– Metelo puede permitirse el lujo de la virtuosa rectitud -replicó Yugurta con aspereza-. ¿No es tan rico como Creso? Entre los dos se han repartido Hispania y Asia. ¡Pero no se repartirán Numidia! Ni tampoco Espurio Postumio Albino, mientras yo pueda impedirlo -dijo Yugurta irguiéndose en el asiento-. Así que, ¿seguro que Masiva está aquí?
– Según Metelo, sí.
– Hay que esperar hasta saber cuál de los dos cónsules va a ser gobernador de Africa y cuál de Macedonia.
– ¡No me digáis que creéis en los sorteos! -replicó Bomílcar con desdén.
– Ya no sé qué pensar de los romanos -respondió el rey, pesimista-. Tal vez lo tengan ya decidido, o tal vez sea preferible creer que el sorteo no es una farsa y se deja en manos del azar. Así que, esperaré, Bomílcar. Cuando conozca el resultado del sorteo, decidiré lo que hay que hacer.
Sin más palabras, volvió a dar la vuelta a la silla y siguió contemplando la lluvia.

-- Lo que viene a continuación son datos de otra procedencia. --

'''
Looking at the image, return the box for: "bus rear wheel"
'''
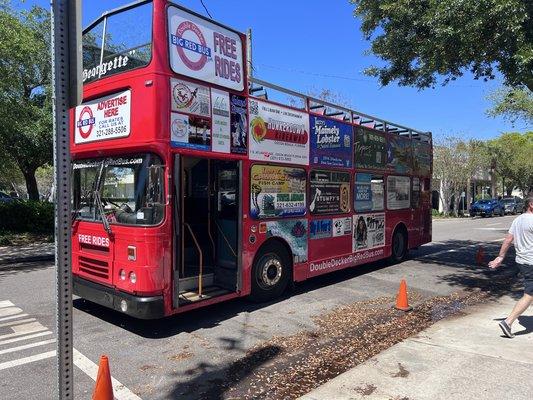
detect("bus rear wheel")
[390,229,407,264]
[250,243,291,302]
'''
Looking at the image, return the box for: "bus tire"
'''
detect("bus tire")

En la granja enjalbegada de blanco próxima a Arpinum había habido tres hijos; Cayo Mario era el mayor, luego estaba su hermana María y luego otro varón llamado Marco Mario. Las lógicas expectativas eran que creciesen y ocupasen un lugar prominente en la sociedad de aquel distrito y del pueblo en concreto, pero nadie habría soñado que ninguno de los tres llegase a destinos más altos. Los Mario eran nobleza rural, señores de campo francotes y de buen corazón, destinados, en apariencia, a ser para siempre gentes importantes únicamente en su propio ámbito de Arpinum. La idea de que uno de ellos llegara al Senado de Roma quedaba descartada. Catón el censor ya había suscitado un considerable revuelo por sus orígenes campesinos, y eso que procedía de un lugar tan próximo a Roma como Túsculo, a tan sólo quince millas de las murallas de Servio. Por todo ello, un señor de Arpinum no podía imaginar que su hijo llegase a ser senador de Roma.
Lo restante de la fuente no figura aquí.